A recent trip south before Easter led to my poem and to this piece,
What we’re doing to nature and to ourselves brings utter sadness to me.
“In place of untouched natural landscape,
You can now see only a barren wasteland.
You hear the desperate cries of a mother bear,
Who knows that she and her cubs are doomed.”
The National Wildlife Federation
In the last two decades, Mountaintop Removal Mining (MTR) in America’s Appalachian Mountains has already destroyed or severely damaged more than a million acres of forest, and buried nearly 2,000 miles of streams, and destroyed countless numbers of lives – both human and animal. And this is only the beginning.
First, the mountain forests are clear-cut, destroying all living vegetation and all wildlife habitat. Next, explosives up to 100 times as strong as those that tore open the Oklahoma City Federal building blast up to 800 feet off the tops of these mountains.
Huge shovels then dig into the soil, and trucks push all the dirt into adjacent valleys below.
A dragline dips into the rock to expose the coal inside the mountains – machines weigh up to 8 million pounds, and are as tall as a 20-story building. These machines allow the coal companies to hire fewer workers.
Gigantic machines then scoop out the layers of coal, dumping millions of tons of ‘overburden’ into narrow adjacent valleys below, quickly filling them up, and burying everything below.
Coal companies are supposed to reclaim all this land after mining is completed, but there is absolutely no enforcement of this today, so these mountaintop mine sites are left stripped, and bare, and now, lifeless.
And now, in addition to all this horrific destruction of our own mountains, we are learning of bulldozers recently blazing right over the entrance to a bear’s den, burying a mother bear and her cubs alive.

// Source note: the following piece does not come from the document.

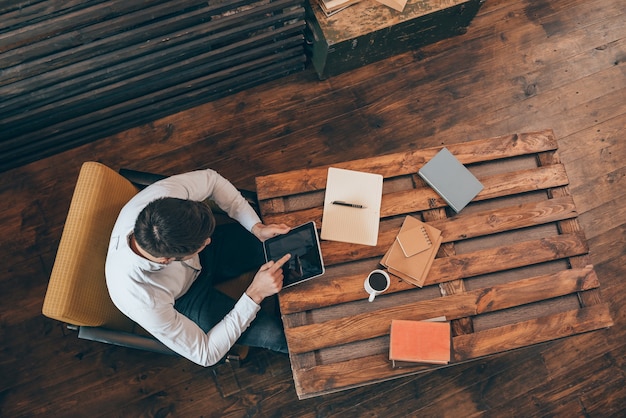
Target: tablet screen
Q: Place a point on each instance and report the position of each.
(302, 243)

From The National Wildlife Federation:
“In place of expansive, untouched natural landscape, you now see only a barren wasteland. You can hear the desperate cries of a mother bear who knows that she and her cubs are doomed.”
This heartbreaking account came from a local resident who witnessed this tragic bulldozing in his own backyard. It exemplifies the grim reality for bears and for all other types of wildlife in America’s Appalachian Mountains today.

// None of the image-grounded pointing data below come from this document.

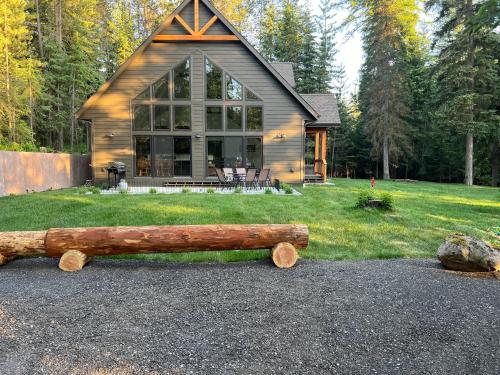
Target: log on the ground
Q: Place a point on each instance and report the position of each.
(167, 239)
(4, 259)
(463, 253)
(73, 260)
(151, 239)
(284, 255)
(25, 243)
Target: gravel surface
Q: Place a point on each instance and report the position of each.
(321, 317)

In my poem, I mentioned another local resident who had to fight to save his family’s 200-year old cemetery before it, too, was blown away. Many other residents have not been as fortunate.
Scientific studies also show that mountaintop removal mining has extremely serious environmental impacts, including the complete loss of biodiversity. There are also adverse human health risks, which result from constant contact with now polluted streams and exposure to airborne toxins and dust.

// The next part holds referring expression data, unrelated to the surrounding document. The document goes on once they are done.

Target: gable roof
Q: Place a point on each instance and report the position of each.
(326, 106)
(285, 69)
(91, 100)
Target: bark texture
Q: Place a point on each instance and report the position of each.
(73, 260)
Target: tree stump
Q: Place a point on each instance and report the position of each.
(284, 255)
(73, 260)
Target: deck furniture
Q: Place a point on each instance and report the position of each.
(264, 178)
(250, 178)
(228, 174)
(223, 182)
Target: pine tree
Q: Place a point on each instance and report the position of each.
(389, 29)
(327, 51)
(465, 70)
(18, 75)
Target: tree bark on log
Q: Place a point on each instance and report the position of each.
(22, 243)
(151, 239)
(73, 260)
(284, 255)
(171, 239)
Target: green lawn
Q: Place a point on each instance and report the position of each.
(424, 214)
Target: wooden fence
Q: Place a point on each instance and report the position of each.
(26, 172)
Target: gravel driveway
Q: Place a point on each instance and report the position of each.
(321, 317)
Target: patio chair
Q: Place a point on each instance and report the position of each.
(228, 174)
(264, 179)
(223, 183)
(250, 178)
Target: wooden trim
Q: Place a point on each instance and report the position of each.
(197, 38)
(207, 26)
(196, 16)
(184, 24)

Blasting at MTR sites expels dust and fly-rock into the air, which quickly settles onto private property nearby. This dust contains sulfur compounds, which corrode structures and has been proven to be a severe health hazard for anyone living in or near these mountains.
Mountaintop Removal Mining is an extremely destructive and unsustainable modern day practice that only benefits a small number of corporations, at the expense of local communities and our environment. There is the physical alteration of the landscape, the damage done to the environment, the environmental damage done by the burning of coal for power, and the countless number of both human and animal lives lost.
Yet, despite all of this, our ‘leaders’ and the coal industry continue to so proudly proclaim that ‘Coal Is Our Future.’